Foi-lhe a existência um martirológio sem termo. Não obstante, a sua obra aí está opulenta, a desafiar, incólume, a passagem do tempo e as arremetidas da crítica oficial ingênua ou tendenciosa, que a tem tornado objeto de tanta incompreensão e de tanta injustiça.
Não se vacile em reconhecer que haja em seu livro discrepâncias, concepções abstrusas e mesmo imagens atrevidíssimas que, em uma ascensão vertiginosa para o Sublime, chegam a tangenciar os limites do grotesco. É, porem, sobretudo, a segunda parte do livro, que representa, em verdade, a suprema cristalização do seu estro, tanto pela elevação e pureza do pensamento, como pela riqueza, elegância e precisão de linguagem. Aí se encontram diamantes do melhor quilate, verdadeiras obras primas, que fariam honra a qualquer literatura do mundo.

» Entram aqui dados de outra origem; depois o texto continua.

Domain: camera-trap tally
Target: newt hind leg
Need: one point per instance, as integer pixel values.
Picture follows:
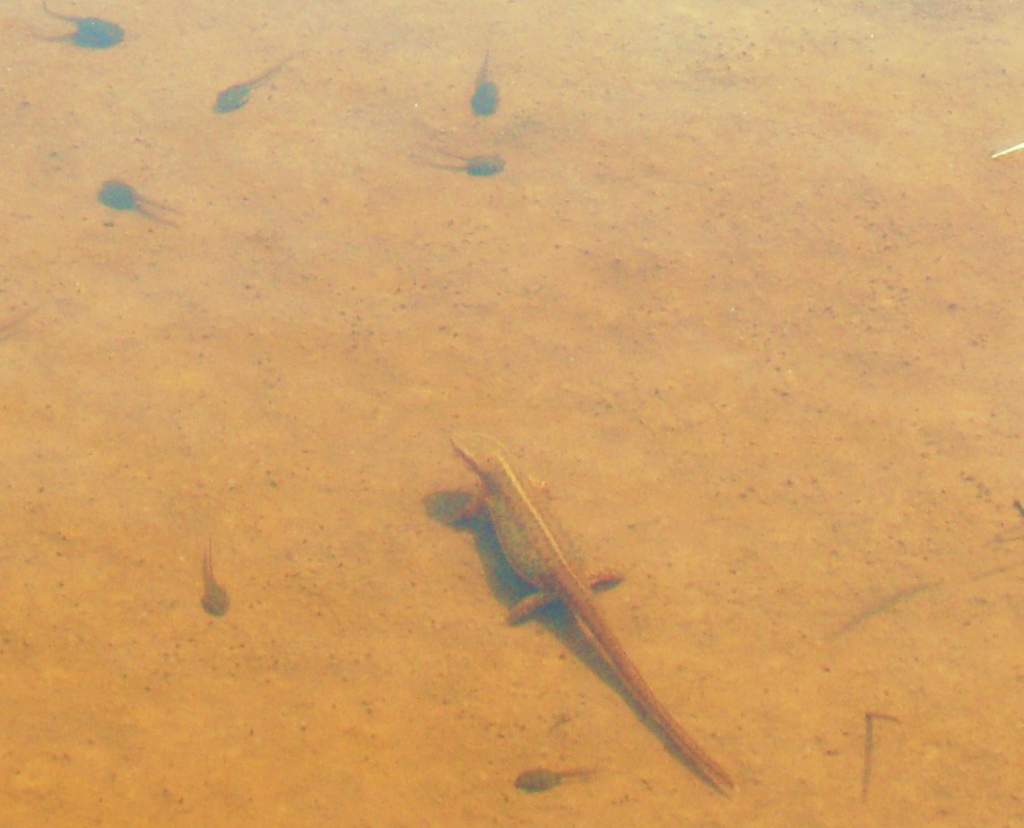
(537, 601)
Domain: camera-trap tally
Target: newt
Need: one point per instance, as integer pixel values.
(543, 560)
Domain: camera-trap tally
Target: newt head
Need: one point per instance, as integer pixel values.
(478, 451)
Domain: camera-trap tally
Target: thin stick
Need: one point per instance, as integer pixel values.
(1015, 148)
(885, 604)
(869, 717)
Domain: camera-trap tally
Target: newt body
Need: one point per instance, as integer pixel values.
(542, 559)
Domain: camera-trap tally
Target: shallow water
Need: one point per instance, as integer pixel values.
(745, 298)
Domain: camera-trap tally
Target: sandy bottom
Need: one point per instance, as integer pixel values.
(745, 296)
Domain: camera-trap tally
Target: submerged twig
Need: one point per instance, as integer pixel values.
(869, 717)
(882, 606)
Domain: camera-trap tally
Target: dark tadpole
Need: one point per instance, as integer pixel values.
(119, 195)
(478, 166)
(237, 96)
(484, 100)
(90, 33)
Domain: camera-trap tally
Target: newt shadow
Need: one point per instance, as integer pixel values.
(446, 508)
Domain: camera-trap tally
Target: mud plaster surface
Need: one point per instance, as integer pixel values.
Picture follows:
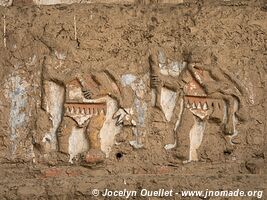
(41, 46)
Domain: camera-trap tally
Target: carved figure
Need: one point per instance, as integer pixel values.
(85, 107)
(208, 92)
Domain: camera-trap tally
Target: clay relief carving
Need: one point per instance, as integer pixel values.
(207, 92)
(87, 112)
(90, 116)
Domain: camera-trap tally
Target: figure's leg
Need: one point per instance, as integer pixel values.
(95, 155)
(196, 136)
(178, 108)
(64, 132)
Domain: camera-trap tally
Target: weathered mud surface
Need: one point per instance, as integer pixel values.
(52, 45)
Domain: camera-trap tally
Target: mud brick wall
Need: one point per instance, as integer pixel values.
(193, 75)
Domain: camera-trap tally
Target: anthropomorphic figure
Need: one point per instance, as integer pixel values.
(85, 107)
(207, 91)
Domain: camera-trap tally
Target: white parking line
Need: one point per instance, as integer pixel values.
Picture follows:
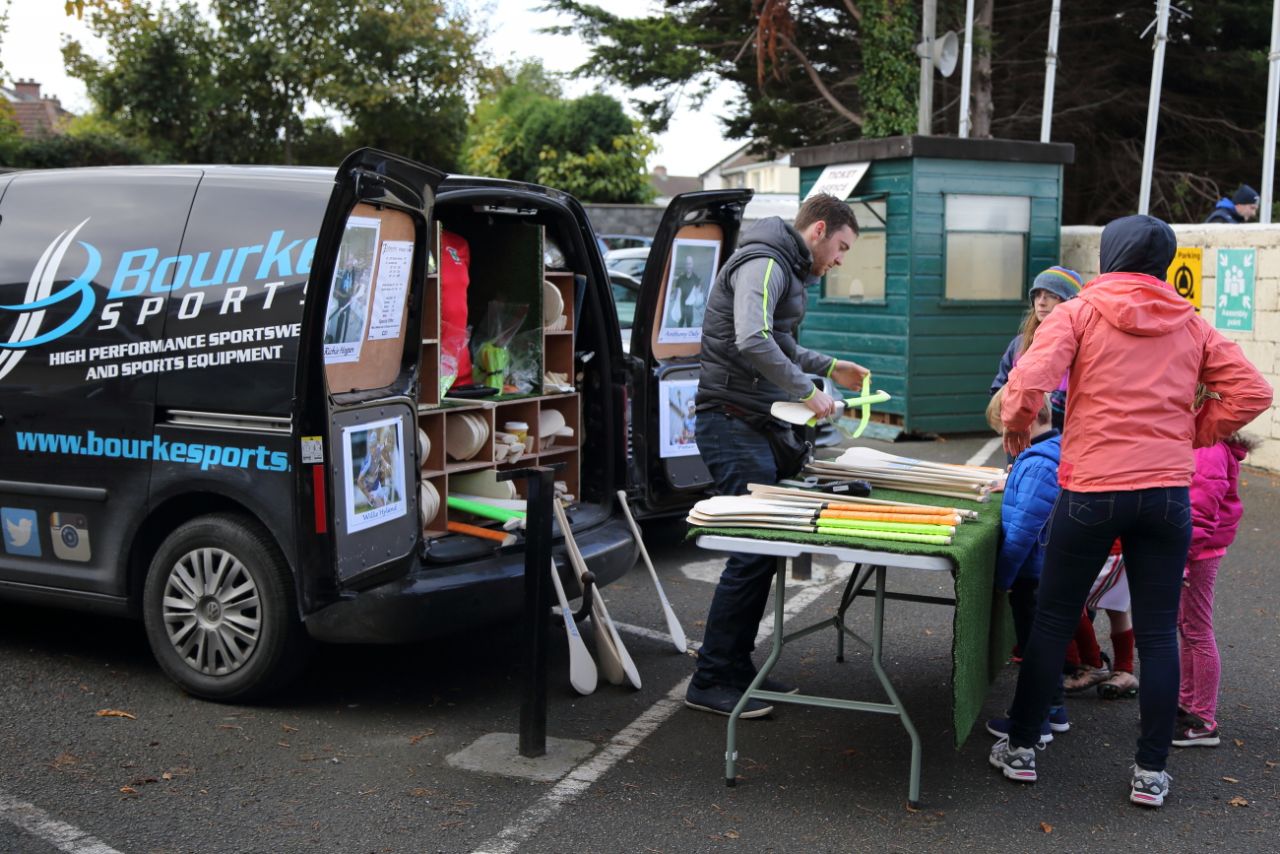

Se é verdade que a poesia é a alma do verso, Augusto dos Anjos foi, indiscutivelmente, um grande poeta. Ninguém, melhor que ele, soube mergulhar na alma da natureza, penetrar o sentido oculto das coisas e até extrair dos prosaicismos mais abjetos motivos de beleza.
E quando se desprovia das suntuosidades de sua verbalística e de seu fraseado acadêmico para exibir à luz meridiana as exuberâncias de sua sentimentalidade! Haja visto aquele delicioso "Ricordanza della mia gioventú" e, no mesmo sentido, o sugestivo e musical poemeto, "Uma noite no Cairo", que é, certamente, inigualável em riqueza pictórica.
Não se compreende como alguns espíritos esclarecidos e brilhantes possam contestar, em sã consciência, a beleza elegíaca dos versos sombrios de Augusto dos Anjos. É que lhes falta, talvez, certa capacidade de empatia, isto é, de interpenetração espiritual, em relação ao bardo inexcedível, que constituiu todo um período luminoso da nossa poesia. Há que ter a sensibilidade apurada na sondagem diuturna das tragédias humanas para entender em toda a sua plenitude, o cântico amargurado de quem passou pela existência, como o espectro lívido da Mágoa, ferido de uma estranha e inconsolável melancolia.